VENDREDI 14 AVRIL 2017 à 20 h ▶ Dernières nouvelles du cosmos, de Julie Bertuccelli
Dernières nouvelles du cosmos
de Julie Bertuccelli
France – 2016 – 1h 25′
A bientôt 30 ans, Hélène a toujours l’air d’une adolescente. Elle est l’auteure de textes puissants à l’humour corrosif. Elle fait partie, comme elle le dit elle-même, d’un «lot mal calibré, ne rentrant nulle part». Visionnaire, sa poésie télépathe nous parle de son monde et du nôtre. Elle accompagne un metteur en scène qui adapte son œuvre au théâtre, elle dialogue avec un mathématicien… Pourtant Hélène ne peut pas parler ni tenir un stylo, elle n’a jamais appris à lire ni à écrire. C’est à ses 20 ans que sa mère découvre qu’elle peut communiquer en agençant des lettres plastifiées sur une feuille de papier. Un des nombreux mystères de celle qui se surnomme Babouillec…
Critikat
Les mots et les choses, par Gabrielle Adjerad
Le titre choisi par la réalisatrice Julie Bertuccelli pour son nouveau documentaire, portrait de la poétesse autiste Hélène Nicolas dite Babouillec, annonce bien le mélange étrange qui le caractérise.
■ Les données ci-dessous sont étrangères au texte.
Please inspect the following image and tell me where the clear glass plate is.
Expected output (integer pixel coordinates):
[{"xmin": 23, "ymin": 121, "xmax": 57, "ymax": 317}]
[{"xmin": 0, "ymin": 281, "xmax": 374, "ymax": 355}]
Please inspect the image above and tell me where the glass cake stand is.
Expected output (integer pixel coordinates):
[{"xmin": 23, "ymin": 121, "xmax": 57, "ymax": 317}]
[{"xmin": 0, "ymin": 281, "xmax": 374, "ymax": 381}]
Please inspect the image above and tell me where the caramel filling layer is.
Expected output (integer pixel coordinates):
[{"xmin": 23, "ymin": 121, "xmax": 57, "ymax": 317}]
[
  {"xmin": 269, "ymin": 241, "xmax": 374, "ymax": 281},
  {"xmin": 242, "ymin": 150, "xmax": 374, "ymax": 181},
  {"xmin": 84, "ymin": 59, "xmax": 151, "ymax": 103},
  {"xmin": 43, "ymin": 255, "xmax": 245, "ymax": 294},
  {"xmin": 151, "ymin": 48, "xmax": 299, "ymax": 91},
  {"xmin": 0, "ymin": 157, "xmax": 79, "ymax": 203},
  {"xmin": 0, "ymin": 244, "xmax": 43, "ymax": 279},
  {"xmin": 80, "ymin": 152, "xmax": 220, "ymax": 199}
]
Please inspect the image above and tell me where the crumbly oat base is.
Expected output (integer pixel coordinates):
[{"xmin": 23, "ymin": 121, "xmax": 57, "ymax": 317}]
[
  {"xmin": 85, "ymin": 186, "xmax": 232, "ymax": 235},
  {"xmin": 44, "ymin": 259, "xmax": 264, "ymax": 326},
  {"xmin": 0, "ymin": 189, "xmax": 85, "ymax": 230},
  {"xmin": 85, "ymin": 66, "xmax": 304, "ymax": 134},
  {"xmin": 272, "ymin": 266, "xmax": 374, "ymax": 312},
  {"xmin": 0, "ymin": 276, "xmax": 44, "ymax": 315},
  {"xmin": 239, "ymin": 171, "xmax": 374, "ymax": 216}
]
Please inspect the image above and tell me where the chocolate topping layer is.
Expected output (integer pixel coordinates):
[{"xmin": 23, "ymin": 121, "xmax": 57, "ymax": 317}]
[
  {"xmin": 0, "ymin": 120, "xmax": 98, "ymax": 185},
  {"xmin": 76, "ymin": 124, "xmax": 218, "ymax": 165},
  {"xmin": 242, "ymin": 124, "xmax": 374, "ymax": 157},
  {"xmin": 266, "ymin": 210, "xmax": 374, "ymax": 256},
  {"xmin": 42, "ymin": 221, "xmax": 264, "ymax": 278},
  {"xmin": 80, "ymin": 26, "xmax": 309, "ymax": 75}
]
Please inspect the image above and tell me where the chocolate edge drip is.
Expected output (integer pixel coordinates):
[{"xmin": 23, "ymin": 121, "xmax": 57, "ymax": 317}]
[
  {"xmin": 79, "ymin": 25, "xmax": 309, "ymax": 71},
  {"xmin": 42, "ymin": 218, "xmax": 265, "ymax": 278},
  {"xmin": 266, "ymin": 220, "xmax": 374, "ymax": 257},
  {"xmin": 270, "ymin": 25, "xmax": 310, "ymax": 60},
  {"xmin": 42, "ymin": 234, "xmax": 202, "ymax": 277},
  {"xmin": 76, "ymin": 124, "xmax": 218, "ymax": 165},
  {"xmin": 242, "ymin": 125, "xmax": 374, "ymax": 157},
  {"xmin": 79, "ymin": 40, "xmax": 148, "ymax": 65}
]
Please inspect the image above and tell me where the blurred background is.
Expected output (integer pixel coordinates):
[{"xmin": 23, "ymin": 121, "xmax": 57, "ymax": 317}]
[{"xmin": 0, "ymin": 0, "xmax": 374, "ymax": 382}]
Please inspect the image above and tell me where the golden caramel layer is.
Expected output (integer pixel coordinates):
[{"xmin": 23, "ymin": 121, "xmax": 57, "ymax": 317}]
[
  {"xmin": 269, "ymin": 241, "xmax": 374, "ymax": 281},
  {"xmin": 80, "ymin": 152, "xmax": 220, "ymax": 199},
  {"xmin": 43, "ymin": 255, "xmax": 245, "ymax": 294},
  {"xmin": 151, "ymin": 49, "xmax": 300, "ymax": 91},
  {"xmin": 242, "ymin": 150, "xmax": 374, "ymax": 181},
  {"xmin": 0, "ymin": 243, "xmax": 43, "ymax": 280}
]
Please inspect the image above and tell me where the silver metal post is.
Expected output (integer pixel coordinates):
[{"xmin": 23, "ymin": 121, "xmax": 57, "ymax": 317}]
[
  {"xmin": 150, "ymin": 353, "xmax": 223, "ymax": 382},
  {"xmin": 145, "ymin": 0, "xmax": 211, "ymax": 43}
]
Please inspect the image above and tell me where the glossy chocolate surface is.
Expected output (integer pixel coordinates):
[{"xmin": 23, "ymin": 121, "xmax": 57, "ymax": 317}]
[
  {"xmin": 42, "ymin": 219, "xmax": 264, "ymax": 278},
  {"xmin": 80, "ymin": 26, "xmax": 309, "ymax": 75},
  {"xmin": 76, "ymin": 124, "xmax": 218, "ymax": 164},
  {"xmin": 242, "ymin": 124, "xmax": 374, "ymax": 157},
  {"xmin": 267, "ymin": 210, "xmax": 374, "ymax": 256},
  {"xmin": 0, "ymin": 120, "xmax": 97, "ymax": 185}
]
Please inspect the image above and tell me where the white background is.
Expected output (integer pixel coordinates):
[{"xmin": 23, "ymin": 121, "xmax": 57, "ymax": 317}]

Ici, l’intime semble devoir rencontrer une sphère bien plus large, ce cosmos qui pourrait être celui des mystiques ou de la science fiction. Ainsi s’annonce la parole mystérieuse que délivre cette poétesse empêchée, trop longtemps enfermée dans les parois étroites de son mutisme et qui aurait pu ne pas s’en échapper si sa mère persévérante n’avait pas pris le temps d’aller à sa rencontre. En effet, le dialogue entamé avec Hélène est d’emblée défini comme une communication extraterrestre, la réception d’un appel étrange venu d’une contrée inconnue. C’est bien dans cette tension entre le corps et l’âme, entre le visible et l’invisible, que réside tout le défi de ce beau documentaire. Celui-ci sait interroger les limites mêmes du filmique en s’intéressant à un individu hors norme, dont le corps ne serait qu’une geôle dissimulant l’essence, l’abîme d’une pensée silencieuse. [lire la suite]
Dossier de presse
Entretien avec Julie Bertuccelli
Réalisatrice d’une quinzaine de documentaires, vous êtes particulièrement sensible aux parcours de vie. Comment avez vous rencontré cette jeune auteure autiste, Hélène Nicolas, Babouillec de son nom de plume, dont vous faites aujourd’hui le portrait ?
Mes films sont toujours nés de belles rencontres, comme celle de jeunes magistrats dans La Fabrique des juges, en 1997, ou celle d’adolescents de toutes nationalités dans La Cour de Babel, en 2014. De film en film, ce sont souvent les mêmes thématiques qui m’attirent, les mêmes interrogations qui reviennent, notamment autour de la différence et des difficultés de la vie qui nous rendent plus forts et nous construisent. Je ne cherchais pas à faire un film sur le handicap ou l’autisme. Mais la difficulté à communiquer est un domaine qui m’intéresse depuis longtemps. J’ai fait la connaissance d’Hélène grâce au metteur en scène Pierre Meunier, qui préparait une pièce sur la fabrication de la parole. Pierre avait entendu parler d’une personne avec autisme qui ne parlait pas mais qui écrivait. Lorsqu’il a lu ses textes, il a été ébloui. J’ai rencontré Hélène et sa mère, Véronique, lors d’une représentation de ce spectacle, Du fond des gorges. J’ai été subjuguée par la jeune femme, son mystère, sa manière particulière de communiquer, la dichotomie extraordinaire entre son corps, qui est ce que nous percevons d’elle en premier, et tout ce qu’elle recèle de passionnant, de génial, de si perturbant pour nos petites logiques humaines. J’ai tout de suite eu envie de la filmer, c’était comme une évidence.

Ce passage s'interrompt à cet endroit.